I’m glad to see Get Up Off Your Knees make it to print. It’s a step toward corralling those in the U2 subculture who feel as though they have been steeped in the same waters of fervent Christian conviction that have energized the band. What promises to set this community apart from many fan groups is that they bring some intellectual heft to the table, and they understand that in the Church of U2, no one should stay a spectator. The title of the book, from the song “Please” on the album Pop, underscores the contributors’ desire to see more of us heed the band’s call to not just pray for the kingdom to come, but to live like we belong to it now.

As for the legend: whether to fervent fans or to casual observers who recognize his name but couldn’t care less about his band and their music, Bono exemplifies faith in action. A multimillionaire who enjoys opportunities for immeasurable personal gratification, he is clear that it is better to give than to receive. Unequivocal about his belief in God, his faith in Christ, and his need for grace, he is adamant too that “religion” usually does more harm than good, having said that religion “is almost like when God leaves—and then people devise a set of rules to fill the space.” He has made the leap from particular man to pop culture abstraction. He has become an object of admiration, parody, contempt, and now, study.

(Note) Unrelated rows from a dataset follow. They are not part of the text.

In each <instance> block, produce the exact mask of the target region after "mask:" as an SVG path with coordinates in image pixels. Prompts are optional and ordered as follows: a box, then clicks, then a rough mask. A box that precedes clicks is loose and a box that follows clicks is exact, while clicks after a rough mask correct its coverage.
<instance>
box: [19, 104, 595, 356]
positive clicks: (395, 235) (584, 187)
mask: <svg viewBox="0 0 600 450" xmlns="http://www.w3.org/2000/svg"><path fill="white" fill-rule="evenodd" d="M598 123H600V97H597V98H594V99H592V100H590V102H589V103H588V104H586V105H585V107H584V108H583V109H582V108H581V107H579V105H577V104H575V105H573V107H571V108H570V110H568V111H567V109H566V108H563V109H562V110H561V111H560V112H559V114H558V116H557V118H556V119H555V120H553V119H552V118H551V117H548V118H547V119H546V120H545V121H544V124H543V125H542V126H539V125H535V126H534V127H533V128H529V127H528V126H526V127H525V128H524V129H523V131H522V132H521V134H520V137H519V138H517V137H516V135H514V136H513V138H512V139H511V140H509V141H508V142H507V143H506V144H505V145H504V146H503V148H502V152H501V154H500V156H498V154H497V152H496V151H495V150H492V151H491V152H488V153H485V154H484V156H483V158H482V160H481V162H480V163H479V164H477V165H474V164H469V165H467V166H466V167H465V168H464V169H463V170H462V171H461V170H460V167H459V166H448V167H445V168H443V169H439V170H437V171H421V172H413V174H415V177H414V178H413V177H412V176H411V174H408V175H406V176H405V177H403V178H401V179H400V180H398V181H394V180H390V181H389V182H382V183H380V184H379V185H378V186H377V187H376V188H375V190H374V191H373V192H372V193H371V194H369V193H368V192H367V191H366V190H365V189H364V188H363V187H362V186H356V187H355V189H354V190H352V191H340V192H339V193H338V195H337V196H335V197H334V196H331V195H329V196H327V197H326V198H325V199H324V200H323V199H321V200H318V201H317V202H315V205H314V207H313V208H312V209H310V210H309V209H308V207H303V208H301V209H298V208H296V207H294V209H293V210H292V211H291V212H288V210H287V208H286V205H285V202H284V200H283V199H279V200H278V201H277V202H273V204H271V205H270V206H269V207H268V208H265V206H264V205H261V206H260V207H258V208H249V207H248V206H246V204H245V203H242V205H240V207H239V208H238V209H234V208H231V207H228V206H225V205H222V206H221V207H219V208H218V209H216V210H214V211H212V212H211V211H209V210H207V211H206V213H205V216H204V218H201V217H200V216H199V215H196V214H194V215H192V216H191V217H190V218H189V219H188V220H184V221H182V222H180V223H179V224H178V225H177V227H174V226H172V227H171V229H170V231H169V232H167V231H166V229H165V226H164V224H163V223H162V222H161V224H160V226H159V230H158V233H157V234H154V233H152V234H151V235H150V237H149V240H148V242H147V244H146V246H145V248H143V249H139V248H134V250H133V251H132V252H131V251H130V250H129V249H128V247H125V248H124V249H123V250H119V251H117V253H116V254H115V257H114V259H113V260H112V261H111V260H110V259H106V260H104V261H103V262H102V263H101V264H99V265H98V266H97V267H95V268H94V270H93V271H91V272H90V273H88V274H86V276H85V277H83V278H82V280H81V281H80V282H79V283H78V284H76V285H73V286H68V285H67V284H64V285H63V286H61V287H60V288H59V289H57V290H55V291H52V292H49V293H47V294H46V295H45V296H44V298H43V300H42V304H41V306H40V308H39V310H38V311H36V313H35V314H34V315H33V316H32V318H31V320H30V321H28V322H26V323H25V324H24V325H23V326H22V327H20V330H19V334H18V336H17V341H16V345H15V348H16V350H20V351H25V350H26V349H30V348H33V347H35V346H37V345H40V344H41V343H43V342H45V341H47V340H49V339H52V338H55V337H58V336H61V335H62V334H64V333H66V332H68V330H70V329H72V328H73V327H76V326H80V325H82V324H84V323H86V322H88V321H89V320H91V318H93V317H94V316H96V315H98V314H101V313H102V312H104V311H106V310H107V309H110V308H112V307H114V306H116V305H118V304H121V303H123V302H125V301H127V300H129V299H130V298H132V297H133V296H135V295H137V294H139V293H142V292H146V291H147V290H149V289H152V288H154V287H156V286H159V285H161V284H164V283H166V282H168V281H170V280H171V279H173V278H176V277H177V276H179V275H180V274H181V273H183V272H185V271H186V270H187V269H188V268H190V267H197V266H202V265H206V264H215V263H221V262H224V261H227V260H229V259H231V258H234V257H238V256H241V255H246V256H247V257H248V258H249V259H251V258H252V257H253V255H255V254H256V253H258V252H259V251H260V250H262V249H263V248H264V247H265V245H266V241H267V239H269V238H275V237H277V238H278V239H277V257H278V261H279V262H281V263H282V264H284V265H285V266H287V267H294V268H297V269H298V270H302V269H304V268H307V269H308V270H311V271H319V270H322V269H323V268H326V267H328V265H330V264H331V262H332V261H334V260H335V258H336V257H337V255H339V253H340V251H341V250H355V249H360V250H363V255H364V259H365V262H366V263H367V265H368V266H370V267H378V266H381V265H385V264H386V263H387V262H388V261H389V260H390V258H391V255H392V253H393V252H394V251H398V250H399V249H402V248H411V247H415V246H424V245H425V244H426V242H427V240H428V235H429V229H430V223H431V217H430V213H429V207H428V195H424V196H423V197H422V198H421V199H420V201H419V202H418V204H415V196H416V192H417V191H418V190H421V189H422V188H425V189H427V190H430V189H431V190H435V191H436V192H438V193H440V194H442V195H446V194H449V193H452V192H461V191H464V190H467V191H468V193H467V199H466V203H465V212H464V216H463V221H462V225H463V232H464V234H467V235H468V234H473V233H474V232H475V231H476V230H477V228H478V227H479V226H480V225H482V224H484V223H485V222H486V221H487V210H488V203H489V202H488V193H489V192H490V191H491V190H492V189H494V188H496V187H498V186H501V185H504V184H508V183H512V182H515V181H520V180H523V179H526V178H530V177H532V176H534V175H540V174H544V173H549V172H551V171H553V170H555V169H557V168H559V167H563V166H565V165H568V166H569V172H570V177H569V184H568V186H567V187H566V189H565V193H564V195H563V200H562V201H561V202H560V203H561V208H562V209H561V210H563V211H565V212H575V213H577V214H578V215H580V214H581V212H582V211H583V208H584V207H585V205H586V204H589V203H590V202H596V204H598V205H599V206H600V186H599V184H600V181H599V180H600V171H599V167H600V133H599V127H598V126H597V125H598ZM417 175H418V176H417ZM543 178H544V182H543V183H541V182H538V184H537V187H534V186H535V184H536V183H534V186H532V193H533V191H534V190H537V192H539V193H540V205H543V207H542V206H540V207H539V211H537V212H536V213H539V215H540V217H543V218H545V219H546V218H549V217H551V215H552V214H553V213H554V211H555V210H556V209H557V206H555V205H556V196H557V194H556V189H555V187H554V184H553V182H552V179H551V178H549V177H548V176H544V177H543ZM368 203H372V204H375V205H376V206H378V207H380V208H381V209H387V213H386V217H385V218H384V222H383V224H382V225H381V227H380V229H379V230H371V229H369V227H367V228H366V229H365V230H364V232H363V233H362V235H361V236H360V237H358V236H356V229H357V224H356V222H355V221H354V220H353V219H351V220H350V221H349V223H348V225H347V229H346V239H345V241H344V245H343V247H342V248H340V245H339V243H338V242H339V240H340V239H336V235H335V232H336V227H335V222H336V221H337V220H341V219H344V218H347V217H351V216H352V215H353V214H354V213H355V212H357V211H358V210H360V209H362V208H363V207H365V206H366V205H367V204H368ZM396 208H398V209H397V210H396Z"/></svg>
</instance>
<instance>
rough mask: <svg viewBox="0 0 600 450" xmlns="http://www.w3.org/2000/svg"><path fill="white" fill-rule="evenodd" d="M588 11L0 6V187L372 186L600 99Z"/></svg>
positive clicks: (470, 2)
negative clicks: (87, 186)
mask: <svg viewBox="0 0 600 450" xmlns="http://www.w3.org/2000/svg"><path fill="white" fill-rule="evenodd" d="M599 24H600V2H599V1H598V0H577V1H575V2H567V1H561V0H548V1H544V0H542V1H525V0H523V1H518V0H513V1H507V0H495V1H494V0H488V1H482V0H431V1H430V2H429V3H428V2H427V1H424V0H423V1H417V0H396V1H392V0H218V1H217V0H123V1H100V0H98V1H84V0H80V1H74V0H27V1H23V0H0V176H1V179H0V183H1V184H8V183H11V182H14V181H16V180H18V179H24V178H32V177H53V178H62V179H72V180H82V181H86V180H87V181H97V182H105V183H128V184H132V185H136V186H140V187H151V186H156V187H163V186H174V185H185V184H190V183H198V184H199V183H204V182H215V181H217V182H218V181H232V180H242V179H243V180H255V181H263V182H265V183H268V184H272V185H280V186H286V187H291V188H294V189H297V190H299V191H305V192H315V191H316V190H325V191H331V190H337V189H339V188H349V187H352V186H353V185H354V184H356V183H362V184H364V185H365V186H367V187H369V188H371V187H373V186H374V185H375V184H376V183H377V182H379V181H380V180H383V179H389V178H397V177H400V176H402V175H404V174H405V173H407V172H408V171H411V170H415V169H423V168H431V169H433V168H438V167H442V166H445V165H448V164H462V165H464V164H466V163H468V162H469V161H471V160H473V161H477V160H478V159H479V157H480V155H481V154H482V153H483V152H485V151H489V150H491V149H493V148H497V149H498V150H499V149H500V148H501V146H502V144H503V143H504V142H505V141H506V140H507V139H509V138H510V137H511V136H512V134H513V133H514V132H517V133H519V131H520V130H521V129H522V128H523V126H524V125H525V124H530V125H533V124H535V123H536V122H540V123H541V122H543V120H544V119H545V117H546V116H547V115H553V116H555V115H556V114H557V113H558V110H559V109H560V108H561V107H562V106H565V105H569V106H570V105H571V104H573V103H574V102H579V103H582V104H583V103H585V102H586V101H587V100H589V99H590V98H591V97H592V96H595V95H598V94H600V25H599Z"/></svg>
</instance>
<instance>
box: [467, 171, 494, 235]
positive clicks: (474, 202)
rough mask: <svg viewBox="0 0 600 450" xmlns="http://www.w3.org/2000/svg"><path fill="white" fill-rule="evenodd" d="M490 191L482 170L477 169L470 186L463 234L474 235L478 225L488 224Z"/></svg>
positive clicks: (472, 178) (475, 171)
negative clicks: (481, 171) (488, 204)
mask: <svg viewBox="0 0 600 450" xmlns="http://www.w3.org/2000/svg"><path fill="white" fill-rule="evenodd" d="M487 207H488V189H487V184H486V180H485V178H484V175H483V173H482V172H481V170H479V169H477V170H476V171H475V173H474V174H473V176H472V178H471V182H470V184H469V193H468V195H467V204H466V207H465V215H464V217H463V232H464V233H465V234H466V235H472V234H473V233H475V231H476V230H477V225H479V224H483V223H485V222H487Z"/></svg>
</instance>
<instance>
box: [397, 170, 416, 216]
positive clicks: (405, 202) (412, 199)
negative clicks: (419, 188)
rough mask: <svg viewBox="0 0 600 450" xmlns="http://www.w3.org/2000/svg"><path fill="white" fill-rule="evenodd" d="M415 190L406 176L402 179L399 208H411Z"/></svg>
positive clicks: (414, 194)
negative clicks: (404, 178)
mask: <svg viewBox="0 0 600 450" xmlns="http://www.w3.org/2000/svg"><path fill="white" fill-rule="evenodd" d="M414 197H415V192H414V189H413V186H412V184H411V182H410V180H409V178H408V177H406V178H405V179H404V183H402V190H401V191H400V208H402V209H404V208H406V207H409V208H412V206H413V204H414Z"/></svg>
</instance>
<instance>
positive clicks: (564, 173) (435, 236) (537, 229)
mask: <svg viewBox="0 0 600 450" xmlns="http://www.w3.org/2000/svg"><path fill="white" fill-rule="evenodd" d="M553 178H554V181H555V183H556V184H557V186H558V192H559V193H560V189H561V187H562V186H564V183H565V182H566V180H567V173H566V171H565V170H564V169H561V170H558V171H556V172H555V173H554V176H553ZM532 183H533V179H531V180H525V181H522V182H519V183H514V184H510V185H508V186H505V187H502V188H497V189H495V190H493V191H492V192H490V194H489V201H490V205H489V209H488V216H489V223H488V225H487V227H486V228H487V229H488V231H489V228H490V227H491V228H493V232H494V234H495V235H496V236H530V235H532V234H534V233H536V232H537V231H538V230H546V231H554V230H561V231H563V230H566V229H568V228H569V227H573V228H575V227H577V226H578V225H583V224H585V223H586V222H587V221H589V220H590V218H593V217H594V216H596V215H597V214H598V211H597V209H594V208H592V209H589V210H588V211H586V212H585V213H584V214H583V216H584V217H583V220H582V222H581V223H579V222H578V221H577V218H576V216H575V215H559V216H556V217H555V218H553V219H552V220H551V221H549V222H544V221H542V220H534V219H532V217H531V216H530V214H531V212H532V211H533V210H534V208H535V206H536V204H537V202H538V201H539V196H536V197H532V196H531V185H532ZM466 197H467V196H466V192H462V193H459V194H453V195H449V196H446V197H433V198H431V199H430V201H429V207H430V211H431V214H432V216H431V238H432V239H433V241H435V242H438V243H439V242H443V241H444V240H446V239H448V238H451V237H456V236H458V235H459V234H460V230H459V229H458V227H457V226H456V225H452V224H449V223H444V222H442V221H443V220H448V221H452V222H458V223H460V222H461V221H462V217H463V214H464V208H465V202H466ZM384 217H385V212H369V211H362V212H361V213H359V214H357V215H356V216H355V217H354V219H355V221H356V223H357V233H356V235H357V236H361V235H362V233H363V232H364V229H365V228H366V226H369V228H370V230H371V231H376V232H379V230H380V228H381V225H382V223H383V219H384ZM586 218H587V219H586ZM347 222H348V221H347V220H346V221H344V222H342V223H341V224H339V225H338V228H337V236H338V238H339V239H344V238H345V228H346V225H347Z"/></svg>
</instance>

Much more from Bono and U2 is to come. Their new album, How to Dismantle an Atomic Bomb, is due out in late November, to be followed by a world tour. Next year also marks the 25th anniversary of their first album, Boy, and a flurry of books and commemorative items are in production. The band will be inducted into the Rock ‘n’ Roll Hall of Fame in 2005, and Bono will likely be nominated, again, for the Nobel Peace Prize for his work on behalf of the world’s neediest. And so the legend lives on. Canonization starts to sound less and less improbable.

“Pop culture challenges religious practice, while simultaneously drawing upon the wealth of spiritual traditions,” Whiteley notes. There might not be a better example of pop culture in the pulpit than the sermons in Get Up Off Your Knees. There probably isn’t a better example of a prophet in pop culture than an Irishman called Bono Vox.

Scott Calhoun is an assistant professor in Cedarville University’s Department of Language and Literature and a contributing writer for www.atU2.com.

1. Kevin Byrne, “Biography: Bono,” (Feb. 19, 2004). www.atu2.com/band/bono

2. In addition to Whiteley and Maynard’s collection, several other books have addressed the spiritual nature of the band in some way. In 2001, Steve Stockman, an Irish minister and radio show host, published Walk On: The Spiritual Journey of U2 (Relevant Books, 2001). Others include Faith, God, and Rock ‘n’ Roll, by Mark Joseph (Sanctuary, 2003); Spiritual Journeys: How Faith Has Influenced Twelve Music Icons (Relevant Books, 2003); and The U2 Reader: A Quarter Century of Commentary, Criticism, and Reviews, comp. and ed. by Hank Bordowitz (Hal Leonard, 2003). Readers of Christianity Today will surely recall the March 2003 cover story on Bono and the ensuing website postings. Most recently, Bono’s faith was the subject of the cover story for the March/April 2004 issue of Relevant.